Cris de singes: Le parquet de Bastia ouvre une enquête pour «incitation à la haine raciale»
FOOTBALL•Un supporter de Bastia s'est dénoncé auprès du club corse...20 Minutes avec AFP
Nouveaux épisodes du scandale: un supporter de Bastia s'est dénoncé auprès du club corse, reconnaissant avoir lancé des cris de singe visant la superstar de Nice Mario Balotelli vendredi tandis que le parquet a officiellement ouvert une enquête préliminaire.
Mercredi soir, cinq jours après les faits dénoncés par l'attaquant italien d'origine ghanéenne, le parquet de Bastia a annoncé l'ouverture d'une enquête pour «incitation à la haine raciale». Un peu plus tôt, le club corse avait annoncé qu'un homme, un «quarantenaire abonné depuis plusieurs années en tribunes Est», s'était dénoncé mardi après un appel lancé lundi sur des médias corses montrant des images de l'incident qui a fait grand bruit.
Désactivation immédiate de son abonnement
«Plusieurs individus ont effectué des cris de singe à l'endroit (de) Balotelli», a même précisé le club dans un communiqué, dénonçant ces «comportements stupides et inacceptables».
«Regrettant son attitude et conscient des répercussions», selon le communiqué, ce supporter s'est vu notifier «la désactivation immédiate de son abonnement, ainsi qu'une interdiction générale d'accès au stade de Furiani par le service de sécurité du club».
Le club a également annoncé avoir saisi en urgence le préfet de Haute-Corse d'une procédure administrative d'interdiction de stade, conformément à la nouvelle loi Larrivé du 10 mai 2016 sur la sécurité dans les stades.
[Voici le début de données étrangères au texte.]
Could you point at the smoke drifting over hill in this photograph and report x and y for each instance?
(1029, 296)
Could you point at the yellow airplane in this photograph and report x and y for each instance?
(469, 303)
L'incident à caractère raciste remonte à vendredi soir lors du match Bastia-Nice (1-1) de la 21e journée de Ligue 1.
Balotelli avait accusé le lendemain du match une partie du public corse d'avoir «fait des bruits de singe (...) pendant tout le match». «Est-ce que le racisme est légal en France? Où seulement à Bastia?», s'était demandé «Super Mario» sur son compte Instagram.
Avec la popularité du joueur dans le monde du football et sur les réseaux sociaux (3,8 millions de suiveurs sur Twitter), la polémique a vite pris de l'ampleur. La Ligue de football professionnel (LFP) a condamné «avec la plus grande fermeté les auteurs de ces agissements, qui n'ont rien à faire dans un stade de football».
Elle a confirmé mercredi à l'AFP que sa commission de discipline allait «ouvrir le dossier» de Bastia-Nice jeudi en fin d'après-midi pour «l'ensemble des incidents», et que les dirigeants bastiais seraient entendus.